Towards greater transparency in the tropical timber markets

The ITTO Tropical Timber Market (TTM) Report, an output of the ITTO Market Information Service (MIS), is published in English every two weeks with the aim of improving transparency in the international tropical timber market. The TTM provides market trends and trade news from around the world, as well as indicative prices for over 400 tropical timber and added-value products.



1-15 March 2010

Top story

Wood promotion in public buildings

Further details of the content of the Bill from Japan’s Ministry of Agriculture, Forestry and Fisheries promoting wood use in public buildings have been reported in the Japan Lumber Reports (JLR).

The Bill is said to be aimed at raising the use of wood in low rise public buildings from the present level of 7.5% to 20-30%. This, according to the Forestry Agency, could increase wood consumption by between 700-800 thousand cubic metres annually.
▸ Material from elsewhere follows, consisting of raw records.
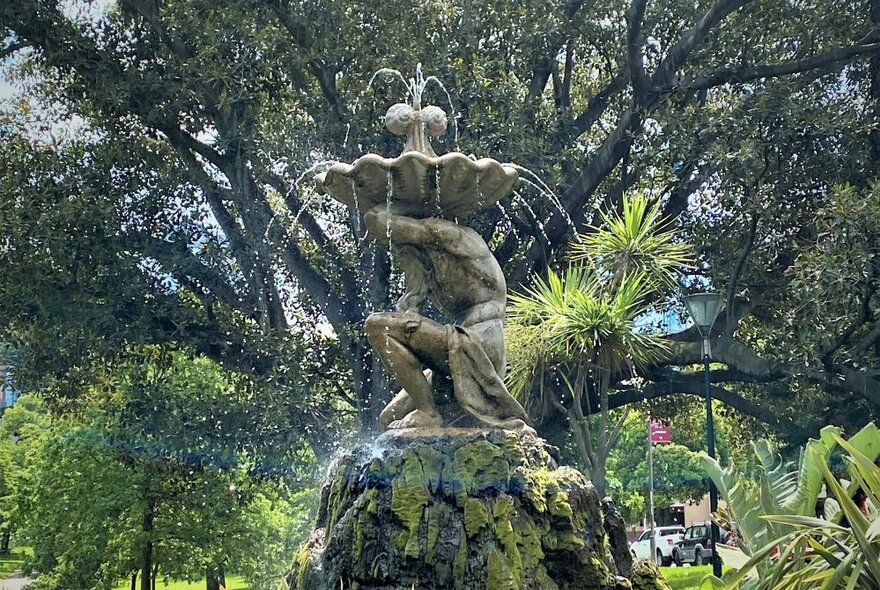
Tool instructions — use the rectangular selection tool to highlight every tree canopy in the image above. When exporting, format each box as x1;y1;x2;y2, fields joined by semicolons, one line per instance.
1;0;879;452
0;351;312;590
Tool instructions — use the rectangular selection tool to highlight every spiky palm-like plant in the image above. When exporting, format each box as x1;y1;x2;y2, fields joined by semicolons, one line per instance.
570;194;692;290
506;195;691;495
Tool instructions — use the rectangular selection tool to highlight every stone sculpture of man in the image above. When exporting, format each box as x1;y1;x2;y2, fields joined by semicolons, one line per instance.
364;203;531;432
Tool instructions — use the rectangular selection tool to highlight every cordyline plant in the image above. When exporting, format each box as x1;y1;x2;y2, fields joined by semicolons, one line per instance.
505;194;691;496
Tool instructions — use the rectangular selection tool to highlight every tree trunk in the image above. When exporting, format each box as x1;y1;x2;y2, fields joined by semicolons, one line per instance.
206;564;226;590
592;454;608;498
870;0;880;164
140;497;156;590
351;336;389;435
353;241;393;434
130;573;137;590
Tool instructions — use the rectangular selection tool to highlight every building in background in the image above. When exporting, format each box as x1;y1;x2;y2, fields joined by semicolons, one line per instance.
0;345;19;410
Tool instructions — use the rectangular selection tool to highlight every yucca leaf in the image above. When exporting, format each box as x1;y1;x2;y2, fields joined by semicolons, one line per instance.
819;450;880;583
807;536;843;569
762;514;847;532
818;549;855;590
780;425;841;516
844;560;863;590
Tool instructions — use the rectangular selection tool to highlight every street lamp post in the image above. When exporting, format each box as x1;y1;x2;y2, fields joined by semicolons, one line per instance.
683;292;723;579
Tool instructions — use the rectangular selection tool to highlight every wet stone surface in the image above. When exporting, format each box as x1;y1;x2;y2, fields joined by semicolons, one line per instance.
287;429;625;590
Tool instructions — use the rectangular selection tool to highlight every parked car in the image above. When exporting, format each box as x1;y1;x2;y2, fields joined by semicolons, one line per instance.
673;522;728;566
629;526;685;565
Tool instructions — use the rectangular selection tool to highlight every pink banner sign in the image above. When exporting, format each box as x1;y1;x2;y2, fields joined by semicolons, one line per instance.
650;420;671;444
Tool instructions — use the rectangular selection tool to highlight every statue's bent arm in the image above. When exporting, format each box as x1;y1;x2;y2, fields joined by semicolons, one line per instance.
365;207;484;259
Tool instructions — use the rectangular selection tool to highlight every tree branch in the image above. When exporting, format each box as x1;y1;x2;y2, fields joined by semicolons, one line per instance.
651;0;754;89
724;210;759;334
850;321;880;358
526;0;586;104
267;1;344;119
625;0;650;104
570;72;627;137
267;223;364;332
129;232;253;316
509;110;641;285
609;380;812;439
662;336;880;408
260;169;354;279
672;41;880;92
0;40;29;59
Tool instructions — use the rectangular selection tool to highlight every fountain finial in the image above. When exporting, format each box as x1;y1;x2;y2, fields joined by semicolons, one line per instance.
382;64;447;157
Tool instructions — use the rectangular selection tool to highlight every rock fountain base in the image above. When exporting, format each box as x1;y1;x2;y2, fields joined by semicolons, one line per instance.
288;429;628;590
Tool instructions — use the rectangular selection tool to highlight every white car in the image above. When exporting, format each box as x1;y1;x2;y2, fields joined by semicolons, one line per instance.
630;526;685;565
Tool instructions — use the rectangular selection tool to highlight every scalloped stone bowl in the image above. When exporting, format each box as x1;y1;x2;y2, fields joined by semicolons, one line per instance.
316;151;519;218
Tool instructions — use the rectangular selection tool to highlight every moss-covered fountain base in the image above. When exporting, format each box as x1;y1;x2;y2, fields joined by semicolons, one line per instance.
288;429;632;590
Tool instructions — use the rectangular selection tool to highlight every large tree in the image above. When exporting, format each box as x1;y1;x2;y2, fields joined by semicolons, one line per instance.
0;351;311;590
1;0;879;448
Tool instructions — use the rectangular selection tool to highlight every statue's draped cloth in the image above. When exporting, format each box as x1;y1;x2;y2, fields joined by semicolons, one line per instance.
446;324;530;429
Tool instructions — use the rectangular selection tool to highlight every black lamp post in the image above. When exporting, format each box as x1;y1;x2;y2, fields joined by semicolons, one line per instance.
683;292;723;579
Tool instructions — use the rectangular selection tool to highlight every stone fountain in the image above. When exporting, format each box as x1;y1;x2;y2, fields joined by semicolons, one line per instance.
287;69;636;590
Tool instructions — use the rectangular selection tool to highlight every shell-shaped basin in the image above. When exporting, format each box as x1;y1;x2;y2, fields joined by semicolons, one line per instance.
316;151;519;218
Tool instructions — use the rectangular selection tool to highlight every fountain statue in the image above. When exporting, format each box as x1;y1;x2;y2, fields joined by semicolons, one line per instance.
317;68;531;434
288;68;641;590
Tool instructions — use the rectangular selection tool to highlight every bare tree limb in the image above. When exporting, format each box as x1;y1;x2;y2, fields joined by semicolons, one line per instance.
625;0;650;104
652;0;754;88
724;210;759;334
129;231;253;316
267;222;365;331
260;170;356;292
526;0;586;104
662;336;880;407
266;1;344;119
850;321;880;357
570;72;628;137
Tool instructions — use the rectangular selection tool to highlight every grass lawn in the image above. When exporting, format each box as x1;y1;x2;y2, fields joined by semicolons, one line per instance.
661;565;723;590
113;575;248;590
0;546;30;580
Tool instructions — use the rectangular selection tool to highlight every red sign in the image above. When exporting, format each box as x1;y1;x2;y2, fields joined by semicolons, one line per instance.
650;420;671;444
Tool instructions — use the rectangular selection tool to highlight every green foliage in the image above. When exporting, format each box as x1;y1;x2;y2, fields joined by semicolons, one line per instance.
0;351;317;590
570;194;692;292
786;182;880;371
507;194;691;401
507;195;692;493
1;0;876;446
507;266;665;400
700;423;880;589
605;410;712;525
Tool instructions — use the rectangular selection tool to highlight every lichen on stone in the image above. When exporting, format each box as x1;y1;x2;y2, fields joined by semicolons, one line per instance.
453;438;510;497
629;560;672;590
390;448;431;558
289;429;615;590
463;497;490;538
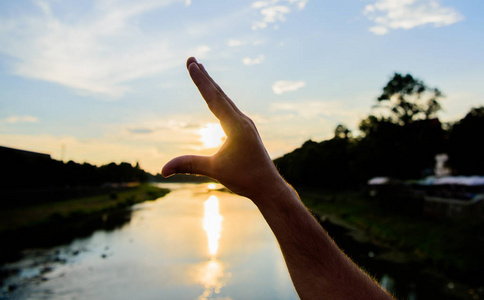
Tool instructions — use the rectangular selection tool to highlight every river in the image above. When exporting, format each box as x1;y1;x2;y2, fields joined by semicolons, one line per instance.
0;183;469;299
1;183;298;299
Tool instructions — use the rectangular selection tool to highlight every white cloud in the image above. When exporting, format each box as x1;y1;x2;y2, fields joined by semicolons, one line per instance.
289;0;309;10
243;54;265;65
369;26;389;35
3;115;39;124
227;39;243;47
0;0;203;98
193;45;211;58
251;0;308;30
272;80;305;94
262;6;291;22
185;0;192;6
364;0;464;35
252;1;270;9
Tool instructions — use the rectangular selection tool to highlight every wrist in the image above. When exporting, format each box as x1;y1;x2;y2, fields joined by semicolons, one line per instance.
250;175;298;209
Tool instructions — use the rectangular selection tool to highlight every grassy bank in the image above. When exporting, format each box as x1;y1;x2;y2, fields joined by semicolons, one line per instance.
0;184;170;263
0;184;169;233
298;187;484;284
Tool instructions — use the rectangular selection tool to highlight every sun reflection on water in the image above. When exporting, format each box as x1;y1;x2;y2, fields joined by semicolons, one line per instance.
197;259;232;300
203;195;223;257
199;195;231;300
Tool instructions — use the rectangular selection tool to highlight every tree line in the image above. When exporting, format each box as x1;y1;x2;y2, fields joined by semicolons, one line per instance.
1;147;149;190
274;73;484;189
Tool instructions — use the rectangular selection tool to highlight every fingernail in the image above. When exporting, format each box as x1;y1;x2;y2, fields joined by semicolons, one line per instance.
187;56;198;68
188;62;200;72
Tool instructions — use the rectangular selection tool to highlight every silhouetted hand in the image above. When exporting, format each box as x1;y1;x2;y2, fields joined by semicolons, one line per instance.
162;57;287;202
162;57;394;300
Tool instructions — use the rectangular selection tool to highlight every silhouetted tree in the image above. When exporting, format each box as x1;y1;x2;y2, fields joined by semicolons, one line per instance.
334;124;351;140
274;136;356;189
377;73;442;125
358;115;382;136
353;117;401;179
448;107;484;175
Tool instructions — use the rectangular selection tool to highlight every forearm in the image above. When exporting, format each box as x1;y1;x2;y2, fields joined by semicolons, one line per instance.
253;181;393;300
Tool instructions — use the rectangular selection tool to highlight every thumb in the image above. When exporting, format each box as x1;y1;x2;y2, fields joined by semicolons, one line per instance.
161;155;212;178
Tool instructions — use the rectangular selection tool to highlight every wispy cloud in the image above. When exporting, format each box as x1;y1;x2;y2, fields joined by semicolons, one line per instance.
3;115;39;124
193;45;211;58
243;55;265;65
127;128;154;134
364;0;464;35
251;0;309;30
272;80;305;94
268;100;368;141
227;39;243;47
0;0;206;98
0;114;216;173
271;101;359;120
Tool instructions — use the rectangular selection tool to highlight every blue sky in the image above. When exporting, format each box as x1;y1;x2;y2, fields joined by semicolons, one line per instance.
1;0;483;174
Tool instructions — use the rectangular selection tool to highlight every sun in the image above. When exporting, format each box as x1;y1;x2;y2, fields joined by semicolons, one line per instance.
199;123;226;148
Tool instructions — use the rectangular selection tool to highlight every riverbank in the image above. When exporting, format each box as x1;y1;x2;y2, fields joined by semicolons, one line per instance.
299;188;483;295
0;184;170;264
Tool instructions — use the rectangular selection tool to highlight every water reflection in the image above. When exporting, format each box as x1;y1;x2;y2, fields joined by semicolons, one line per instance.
199;195;231;299
197;259;231;300
203;195;223;257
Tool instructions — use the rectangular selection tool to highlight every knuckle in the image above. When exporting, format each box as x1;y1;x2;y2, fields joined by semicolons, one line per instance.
239;116;256;131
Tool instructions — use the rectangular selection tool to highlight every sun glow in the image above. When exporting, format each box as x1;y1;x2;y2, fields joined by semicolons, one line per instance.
203;195;223;257
199;123;226;148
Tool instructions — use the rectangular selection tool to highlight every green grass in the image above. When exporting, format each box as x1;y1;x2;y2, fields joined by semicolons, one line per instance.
0;184;170;233
298;187;484;278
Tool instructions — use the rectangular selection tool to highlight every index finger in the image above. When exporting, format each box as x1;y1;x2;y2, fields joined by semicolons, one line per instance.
187;58;238;127
188;57;244;116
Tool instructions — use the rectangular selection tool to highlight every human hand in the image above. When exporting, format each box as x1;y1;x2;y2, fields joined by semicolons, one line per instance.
162;57;287;202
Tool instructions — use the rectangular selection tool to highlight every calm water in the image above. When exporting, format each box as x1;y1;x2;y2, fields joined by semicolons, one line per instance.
2;183;299;299
1;183;472;299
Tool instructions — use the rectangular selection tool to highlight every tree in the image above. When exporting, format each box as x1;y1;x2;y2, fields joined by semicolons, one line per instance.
377;73;442;125
358;115;389;136
448;107;484;175
334;124;351;140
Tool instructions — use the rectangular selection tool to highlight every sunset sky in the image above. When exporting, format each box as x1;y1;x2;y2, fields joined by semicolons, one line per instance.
1;0;483;174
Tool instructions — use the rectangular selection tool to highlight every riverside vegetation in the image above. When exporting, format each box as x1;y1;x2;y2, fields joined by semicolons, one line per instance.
299;188;483;283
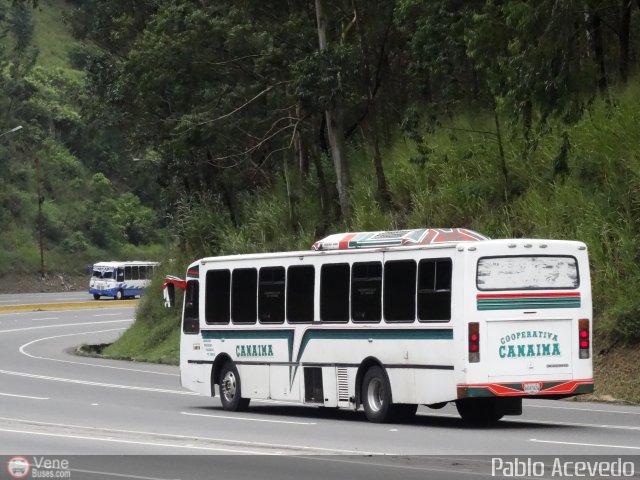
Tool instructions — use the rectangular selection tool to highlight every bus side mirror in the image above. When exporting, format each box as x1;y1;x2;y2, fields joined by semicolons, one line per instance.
164;283;176;308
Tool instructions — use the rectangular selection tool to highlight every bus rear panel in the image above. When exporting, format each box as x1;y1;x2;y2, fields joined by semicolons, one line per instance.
456;239;593;402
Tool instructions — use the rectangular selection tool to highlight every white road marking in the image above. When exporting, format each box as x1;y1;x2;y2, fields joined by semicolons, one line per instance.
0;416;386;455
530;438;640;450
0;319;132;334
181;411;317;425
70;469;180;480
299;456;490;476
0;427;267;454
420;412;640;431
527;403;640;416
0;368;198;395
31;317;60;321
94;313;122;317
19;329;179;376
0;392;48;400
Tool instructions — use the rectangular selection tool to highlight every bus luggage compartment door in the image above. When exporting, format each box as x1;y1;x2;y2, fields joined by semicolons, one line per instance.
486;318;573;379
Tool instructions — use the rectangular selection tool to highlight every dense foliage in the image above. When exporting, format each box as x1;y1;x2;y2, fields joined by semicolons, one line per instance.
3;0;640;343
0;0;162;275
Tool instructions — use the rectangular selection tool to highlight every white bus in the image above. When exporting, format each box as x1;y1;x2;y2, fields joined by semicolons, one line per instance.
178;228;593;423
89;261;159;300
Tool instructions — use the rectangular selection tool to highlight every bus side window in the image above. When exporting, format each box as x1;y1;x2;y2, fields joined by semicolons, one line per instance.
232;268;257;324
351;262;382;323
384;260;416;322
320;264;349;322
125;266;132;281
206;269;230;324
116;268;124;282
287;265;314;323
418;258;452;321
259;267;285;323
183;280;200;334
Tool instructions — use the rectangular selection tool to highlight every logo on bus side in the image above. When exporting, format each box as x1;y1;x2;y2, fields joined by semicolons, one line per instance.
236;344;274;358
499;330;560;359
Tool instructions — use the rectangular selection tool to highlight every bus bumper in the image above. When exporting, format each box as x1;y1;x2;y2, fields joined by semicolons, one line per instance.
89;287;118;297
456;379;594;399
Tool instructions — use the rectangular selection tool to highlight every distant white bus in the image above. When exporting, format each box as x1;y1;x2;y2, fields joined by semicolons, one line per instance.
89;261;159;300
177;228;593;423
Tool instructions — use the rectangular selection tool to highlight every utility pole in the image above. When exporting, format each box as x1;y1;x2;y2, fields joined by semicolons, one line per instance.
35;155;45;279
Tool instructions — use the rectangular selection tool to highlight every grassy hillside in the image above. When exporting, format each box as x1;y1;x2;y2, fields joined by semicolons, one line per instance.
32;0;75;70
0;0;165;279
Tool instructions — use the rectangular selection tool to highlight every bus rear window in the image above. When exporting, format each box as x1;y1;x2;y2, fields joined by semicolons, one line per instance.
477;256;579;290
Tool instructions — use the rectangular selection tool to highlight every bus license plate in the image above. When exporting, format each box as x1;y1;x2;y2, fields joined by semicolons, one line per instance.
523;383;541;394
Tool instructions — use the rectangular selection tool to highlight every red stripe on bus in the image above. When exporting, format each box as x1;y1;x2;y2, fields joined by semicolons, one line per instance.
476;292;581;299
339;233;357;250
458;379;594;397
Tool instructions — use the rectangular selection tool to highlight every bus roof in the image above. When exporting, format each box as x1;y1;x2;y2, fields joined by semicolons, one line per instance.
192;236;587;271
312;228;489;251
92;261;159;268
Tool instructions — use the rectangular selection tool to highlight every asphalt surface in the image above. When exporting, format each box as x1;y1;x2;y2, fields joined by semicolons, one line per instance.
0;295;638;479
0;291;100;306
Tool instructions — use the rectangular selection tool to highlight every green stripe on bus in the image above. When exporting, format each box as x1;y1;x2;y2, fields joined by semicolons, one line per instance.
477;298;581;310
296;328;453;364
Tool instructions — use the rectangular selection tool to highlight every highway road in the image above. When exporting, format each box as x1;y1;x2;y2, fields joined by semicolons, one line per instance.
0;291;98;306
0;295;638;479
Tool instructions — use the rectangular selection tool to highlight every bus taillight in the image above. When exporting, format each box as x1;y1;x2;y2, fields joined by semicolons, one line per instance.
579;319;590;359
469;322;480;363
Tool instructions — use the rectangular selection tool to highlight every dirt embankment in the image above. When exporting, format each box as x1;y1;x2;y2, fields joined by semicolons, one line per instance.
0;272;87;294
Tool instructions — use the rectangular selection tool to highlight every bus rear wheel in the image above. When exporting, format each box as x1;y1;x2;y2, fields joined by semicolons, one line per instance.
219;361;250;412
93;294;100;300
362;366;404;423
455;398;504;424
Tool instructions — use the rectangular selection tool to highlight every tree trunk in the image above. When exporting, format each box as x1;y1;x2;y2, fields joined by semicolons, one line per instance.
312;115;331;233
591;11;608;94
366;109;391;210
315;0;351;219
619;0;631;83
295;103;308;180
493;107;509;203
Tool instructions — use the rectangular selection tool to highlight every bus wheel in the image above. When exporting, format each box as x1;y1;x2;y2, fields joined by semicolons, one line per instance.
93;294;100;300
455;398;504;424
219;362;250;412
362;366;393;423
115;290;124;300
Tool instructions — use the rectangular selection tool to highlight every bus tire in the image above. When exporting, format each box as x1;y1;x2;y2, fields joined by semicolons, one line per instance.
361;366;394;423
93;294;100;300
455;398;504;424
115;290;124;300
219;361;250;412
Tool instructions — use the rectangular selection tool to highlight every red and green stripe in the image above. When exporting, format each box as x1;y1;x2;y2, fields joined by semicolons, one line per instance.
457;379;594;398
477;292;581;311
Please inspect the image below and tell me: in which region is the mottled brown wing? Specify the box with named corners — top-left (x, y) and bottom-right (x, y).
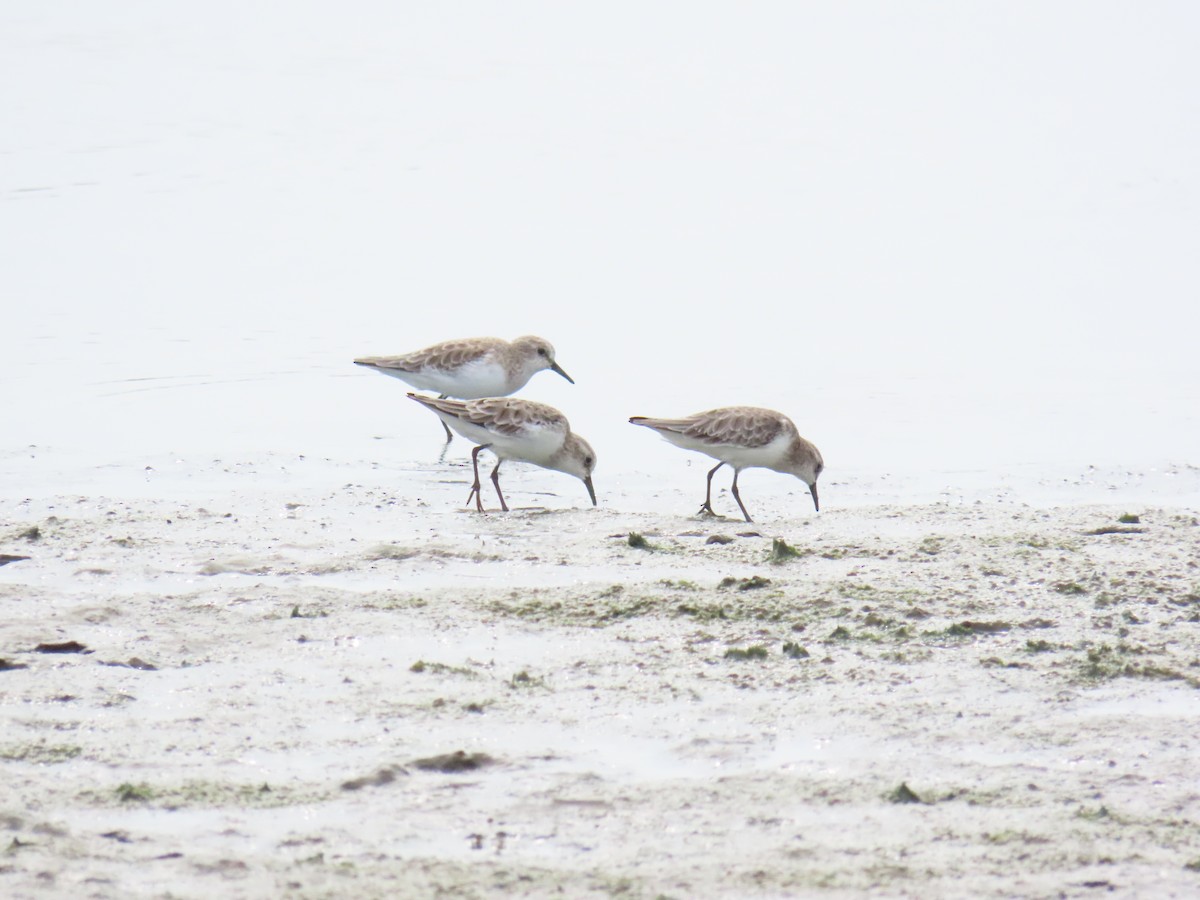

The package of support for manufacturers contains legal, financial and technical elements which are still under discussion. The JLR reports that this initiative in the public sector will have a knock-on effect on the private sector leading to a greater use of wood in buildings.

Also in this issue

  • Alternative materials for Malaysian furniture
  • USAID helps interpret Lacy Act in Indonesia
  • Indian housing market lifts timber prices
  • ‘Ghost’ timber companies caught in Pará State
  • Wood promotion in public buildings
  • EU economies under stress
  • Low stock levels in EU
  • Wood Flooring Association’s responsible procurement

Data snapshot

Sawnwood FOB price trends (US Imports)


US imports of tropical hardwood lumber in 2009 were down -33% year on year. Only Teak imports have held up and are similar to last levels achieved in 2008. The combination of higher demand from buyers in Asia and low lumber production in some areas, especially South America, has resulted in price increased for tropical lumber in the US market. Currently, US demand for tropical hardwood lumber remains weak despite low inventories.